Having grown up in Bradford and now bringing up my own children in the local area, it’s sometimes hard to reconcile the media portrayal of the place I know with the one I have come to know through the lens of an often-critical public perception. That’s not to say Bradford doesn’t have its challenges. There is poverty, a lack of investment and a lack of the wide range of job opportunities you might want in your city. We are a diverse place, but I feel we suffer from a lack of opportunities for people to come out of their bubbles and get to know others who are different to them.
Despite all of that, I can’t imagine living anywhere else. There is a warmth to Bradford which I don’t think you find very often. I’ve been fortunate to work across the Bradford district with many different organisations and groups. I’ve seen Bradford through the eyes of families who have just arrived from war torn countries to build a new life, they see Bradford as a place of hope. I spent the Jubilee weekend with families who are newly arrived in the city at a party held at the hotel they currently live in which was hosted by the local secondary school and later at the Shabbat service at Bradford synagogue where a diverse group of us from different faiths were welcomed.

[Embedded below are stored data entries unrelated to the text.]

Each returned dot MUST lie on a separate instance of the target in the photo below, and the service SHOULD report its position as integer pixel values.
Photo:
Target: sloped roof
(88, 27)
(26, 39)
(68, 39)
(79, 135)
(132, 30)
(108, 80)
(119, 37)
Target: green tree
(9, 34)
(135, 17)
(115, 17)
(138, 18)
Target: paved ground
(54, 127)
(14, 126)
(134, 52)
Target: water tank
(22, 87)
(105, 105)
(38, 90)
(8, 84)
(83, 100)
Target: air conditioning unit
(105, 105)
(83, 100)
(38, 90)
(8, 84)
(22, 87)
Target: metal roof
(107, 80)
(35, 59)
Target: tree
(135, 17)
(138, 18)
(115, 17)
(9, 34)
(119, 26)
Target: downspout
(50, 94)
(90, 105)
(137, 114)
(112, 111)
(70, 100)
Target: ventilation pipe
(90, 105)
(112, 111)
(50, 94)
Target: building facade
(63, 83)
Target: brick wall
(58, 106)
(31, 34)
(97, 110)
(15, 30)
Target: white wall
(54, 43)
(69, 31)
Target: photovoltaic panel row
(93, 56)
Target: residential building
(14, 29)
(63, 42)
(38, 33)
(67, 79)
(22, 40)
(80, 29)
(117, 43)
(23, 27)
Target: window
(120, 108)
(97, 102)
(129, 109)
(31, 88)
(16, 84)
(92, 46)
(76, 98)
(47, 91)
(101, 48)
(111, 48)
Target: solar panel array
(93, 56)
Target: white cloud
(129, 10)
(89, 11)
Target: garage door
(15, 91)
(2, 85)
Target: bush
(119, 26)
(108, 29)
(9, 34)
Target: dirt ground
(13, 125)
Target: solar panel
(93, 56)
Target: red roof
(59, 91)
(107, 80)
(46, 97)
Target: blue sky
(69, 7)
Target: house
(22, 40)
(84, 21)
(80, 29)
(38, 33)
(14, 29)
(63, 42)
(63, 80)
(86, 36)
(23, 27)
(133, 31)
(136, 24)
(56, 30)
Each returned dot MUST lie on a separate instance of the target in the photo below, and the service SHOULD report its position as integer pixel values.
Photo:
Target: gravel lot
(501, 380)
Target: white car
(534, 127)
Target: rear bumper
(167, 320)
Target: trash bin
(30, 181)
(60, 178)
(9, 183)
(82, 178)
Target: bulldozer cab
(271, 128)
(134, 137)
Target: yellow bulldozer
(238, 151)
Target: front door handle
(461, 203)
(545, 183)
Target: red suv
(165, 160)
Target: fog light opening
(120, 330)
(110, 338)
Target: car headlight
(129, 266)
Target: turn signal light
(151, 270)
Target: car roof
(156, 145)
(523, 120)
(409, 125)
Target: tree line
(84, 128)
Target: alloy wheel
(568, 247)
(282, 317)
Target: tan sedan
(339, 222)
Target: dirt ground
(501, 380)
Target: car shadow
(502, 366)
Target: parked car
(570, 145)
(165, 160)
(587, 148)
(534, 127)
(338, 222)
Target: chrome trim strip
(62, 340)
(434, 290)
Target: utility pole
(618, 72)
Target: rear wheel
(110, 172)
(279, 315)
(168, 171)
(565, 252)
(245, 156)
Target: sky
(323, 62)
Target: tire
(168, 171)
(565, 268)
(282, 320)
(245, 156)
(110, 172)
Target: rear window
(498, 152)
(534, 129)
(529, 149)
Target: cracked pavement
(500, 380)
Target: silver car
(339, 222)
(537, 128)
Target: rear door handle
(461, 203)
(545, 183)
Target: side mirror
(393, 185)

There are so many things that make Bradford unique which I hope will be shared with a wider audience as part of our Capital of Culture Year. We have the most diverse landscape and fantastic heritage. We have amazing museums, galleries, and theatres. As a trustee at the Peace Museum, I’m biased but the range of culture on offer is already immense and will only be strengthened by the award. There are multi faith trails you can join to visit the beautiful places of worship and meet members of the various faith communities. We have several literature festivals as well as so many local and central festivals and celebrations.
It’s no secret that one of the strengths of Bradford’s bid was the young people and how their voice was placed front and centre. Over a quarter of the population are aged under 25. This award is a gift to them, and I can’t wait to see what they have to offer as the plans for the Capital of Culture year get underway.